The Immigration and Customs Enforcement agency, or ICE, will hold a news conference in San Antonio on Tuesday to announce that the United States will return $2.4 million in funds generated from oil smuggling to the Mexican government, the agency said.
The announcement comes on the heels of U.S. President Barack Obama’s meetings over the weekend with Mexican President Felipe Calderon and Canadian Prime Minister Stephen Harper in Guadalajara, Mexico.
At least one U.S. energy industry executive has pleaded guilty in a scheme to steal about $2 million worth of petroleum products from Mexico’s state oil monopoly Pemex and sell it to U.S. refiners.

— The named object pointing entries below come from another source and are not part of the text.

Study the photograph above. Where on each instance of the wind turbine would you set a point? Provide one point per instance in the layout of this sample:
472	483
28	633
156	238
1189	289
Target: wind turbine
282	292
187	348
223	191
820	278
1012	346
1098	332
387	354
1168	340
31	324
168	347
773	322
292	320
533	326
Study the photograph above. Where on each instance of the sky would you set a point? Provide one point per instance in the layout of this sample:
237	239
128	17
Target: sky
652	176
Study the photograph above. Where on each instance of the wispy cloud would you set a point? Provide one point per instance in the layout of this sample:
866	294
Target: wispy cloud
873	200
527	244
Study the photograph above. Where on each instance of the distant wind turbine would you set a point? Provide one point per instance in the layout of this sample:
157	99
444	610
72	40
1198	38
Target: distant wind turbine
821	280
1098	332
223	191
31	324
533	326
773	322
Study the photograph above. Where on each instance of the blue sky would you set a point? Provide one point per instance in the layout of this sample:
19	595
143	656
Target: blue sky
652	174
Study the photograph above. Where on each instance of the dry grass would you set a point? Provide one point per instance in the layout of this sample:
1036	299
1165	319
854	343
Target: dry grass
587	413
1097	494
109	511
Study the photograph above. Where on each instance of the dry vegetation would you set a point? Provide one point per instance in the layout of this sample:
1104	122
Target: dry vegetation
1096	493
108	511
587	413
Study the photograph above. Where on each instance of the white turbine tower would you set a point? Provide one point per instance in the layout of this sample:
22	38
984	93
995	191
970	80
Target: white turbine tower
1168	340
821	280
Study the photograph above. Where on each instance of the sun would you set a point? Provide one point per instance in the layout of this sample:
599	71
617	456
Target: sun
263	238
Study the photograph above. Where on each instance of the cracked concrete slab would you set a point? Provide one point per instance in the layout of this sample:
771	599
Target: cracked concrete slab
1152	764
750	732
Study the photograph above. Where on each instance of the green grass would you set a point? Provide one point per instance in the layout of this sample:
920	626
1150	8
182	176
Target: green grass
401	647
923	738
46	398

Donald Schroeder, president of Houston-based Trammo Petroleum, pleaded guilty in May to smuggling stolen petroleum products — including crude oil condensate — from Pemex, according to court documents. Schroeder is scheduled to be sentenced in December.
Trammo Petroleum purchased the stolen petroleum products, which were shipped into the United States on barges and trucks, and then sold them to unspecified unnamed companies, according to documents filed by the U.S. government in May 2009.
“He has admitted he and others were involved in shipping a barge of condensate worth $2 million from Brownsville (Texas) to a company near Houston,” Herrera said.
Fuel theft is rampant in Mexico and costs state oil monopoly Pemex more than $2 billion a year. Federal police last month raided the Pemex headquarters as part of an investigation into the thefts.
President Felipe Calderon last week accused the country’s powerful drug gangs of being involved in the fuel thefts.
Mexican fuel thieves take advantage of Pemex’s aging pipeline network to tap into pipes and siphon off fuel. The company located 396 illegal connections to its fuel pipelines in 2008, Pemex said.
Pemex officials admit they have no clear idea how much fuel is stolen every year.